July 6 2015 Latest news:
Thursday, January 23, 2014
Proposals for 190 new homes on top-quality farmland on the edge of Felixstowe have moved a step closer after developers offered highways and community benefits in a bid to overcome objections.
Landowners Trinity College, Cambridge, have put forward the scheme for a 12.7-acre site known as Walton Green South, next to the new Felixstowe Academy off Walton High Street.
Suffolk Coastal council refused permission for a previous application for the homes – one third of which will be affordable – amid concerns over the extra traffic at the school entrance shared with the estate, the effect on listed Walton Hall, and that the plan was against policy.
Felixstowe Town Council was told the application had been resubmitted with some changes made to move some of the housing away from Walton Hall, and also to increase landscaping to protect the hall.
Anglian Water had also indicated a new pumping station was needed to control flows into the main sewer.
A landscaping bund with acoustic fencing on top would be built around the site to curb the noise from the A14 and rail line.
Talks had also taken place between the town council, Trinity College, their agents Bidwells, and others, and the college was now prepared to build a three-arm roundabout on Walton High Street – overcoming the town council’s main concern last time around – to improve road safety, and also to contribute £147,824 towards sports provision in the town.
Plans committee chairman Andy Smith said: “As far as we are concerned this seems to be what we asked for – we seem to have got what we wanted.”
Councillor Stuart Bird said land needed to be found for the 1,760 homes earmarked for Felixstowe.
He said: “It’s no good burying our heads in the sand and hoping these houses will materialise out of the ether. This site meets all the requirements.”
Councillor Doreen Savage said: “We cannot keep on refusing housing and we have some contentious applications coming up in the months ahead. This site is accessible and the infrastructure is in place.

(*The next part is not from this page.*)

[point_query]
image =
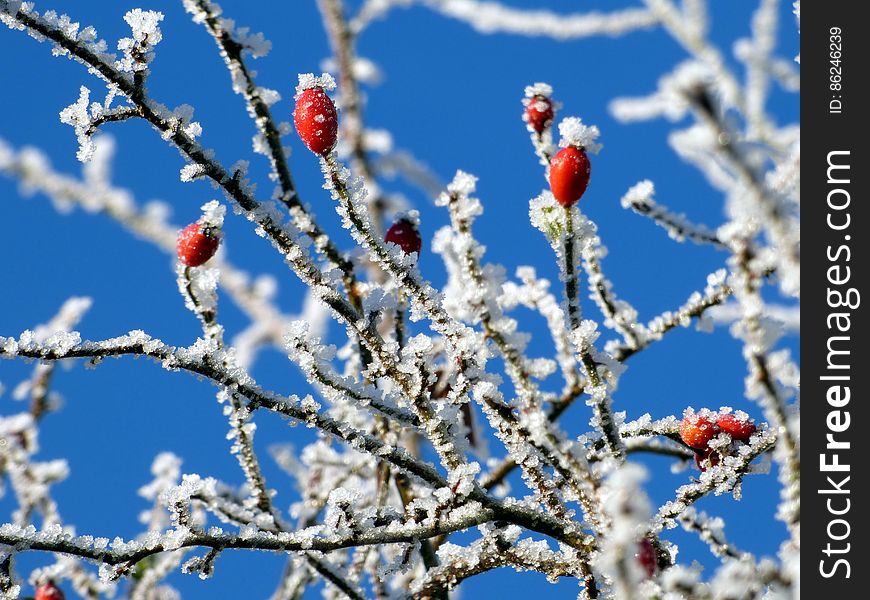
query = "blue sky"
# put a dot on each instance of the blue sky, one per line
(449, 95)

“Now we have the offer of a roundabout, too, which mitigates some of the arguments from before.”
But councillors Kimberley Williams and Mike Deacon said the project should be refused – it was against policy, and would mean the loss of prime grade two food-producing land, the best and most versatile and which the council should be fighting to preserve.

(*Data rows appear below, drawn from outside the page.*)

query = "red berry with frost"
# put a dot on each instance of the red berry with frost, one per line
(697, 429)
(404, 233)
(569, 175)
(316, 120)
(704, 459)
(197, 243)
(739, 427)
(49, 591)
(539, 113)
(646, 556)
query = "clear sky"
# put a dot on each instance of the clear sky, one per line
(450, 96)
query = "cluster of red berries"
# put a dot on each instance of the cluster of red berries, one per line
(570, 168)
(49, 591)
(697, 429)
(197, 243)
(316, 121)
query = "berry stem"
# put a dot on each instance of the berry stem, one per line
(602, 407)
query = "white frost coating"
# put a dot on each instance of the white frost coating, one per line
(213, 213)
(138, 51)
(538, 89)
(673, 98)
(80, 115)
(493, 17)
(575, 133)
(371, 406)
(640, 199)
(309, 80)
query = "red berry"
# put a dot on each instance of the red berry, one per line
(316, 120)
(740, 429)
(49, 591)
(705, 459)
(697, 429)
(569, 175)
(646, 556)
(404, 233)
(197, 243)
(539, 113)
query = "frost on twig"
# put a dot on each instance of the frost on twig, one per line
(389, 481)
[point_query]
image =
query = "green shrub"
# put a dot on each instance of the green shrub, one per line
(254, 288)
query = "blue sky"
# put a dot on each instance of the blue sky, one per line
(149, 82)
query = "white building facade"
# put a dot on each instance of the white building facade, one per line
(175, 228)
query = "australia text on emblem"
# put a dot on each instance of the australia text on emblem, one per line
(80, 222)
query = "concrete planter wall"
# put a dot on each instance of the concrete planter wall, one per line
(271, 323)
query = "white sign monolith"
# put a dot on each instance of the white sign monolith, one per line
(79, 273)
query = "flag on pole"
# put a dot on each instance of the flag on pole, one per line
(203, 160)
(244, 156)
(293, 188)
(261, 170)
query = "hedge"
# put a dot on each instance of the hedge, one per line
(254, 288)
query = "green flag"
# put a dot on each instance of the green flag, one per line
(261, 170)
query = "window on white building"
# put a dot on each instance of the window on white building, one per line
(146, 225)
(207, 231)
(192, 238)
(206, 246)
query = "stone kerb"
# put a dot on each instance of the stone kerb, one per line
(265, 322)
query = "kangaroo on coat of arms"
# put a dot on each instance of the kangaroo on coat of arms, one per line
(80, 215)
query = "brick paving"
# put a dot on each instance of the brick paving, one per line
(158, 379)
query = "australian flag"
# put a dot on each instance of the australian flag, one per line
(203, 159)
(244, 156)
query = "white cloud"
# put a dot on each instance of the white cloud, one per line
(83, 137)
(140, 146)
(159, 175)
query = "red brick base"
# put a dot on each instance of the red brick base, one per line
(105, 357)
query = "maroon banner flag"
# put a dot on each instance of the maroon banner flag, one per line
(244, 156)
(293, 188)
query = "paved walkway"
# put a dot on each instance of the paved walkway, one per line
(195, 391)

Mr Deacon said: “It’s still a greenfield site, still good quality agricultural land, and we are going to need land like this in the future.”
Ms Williams warned the committee that offers made by developers were “not set in stone” and there had been several instances where legal agreements had been altered and items like affordable homes later removed.
She said: “We need to use brownfield and infill sites first and then, and only then, look to build on greenfield land.”
The committee agreed to recommend approval for the homes providing the roundabout and sports cash was guaranteed.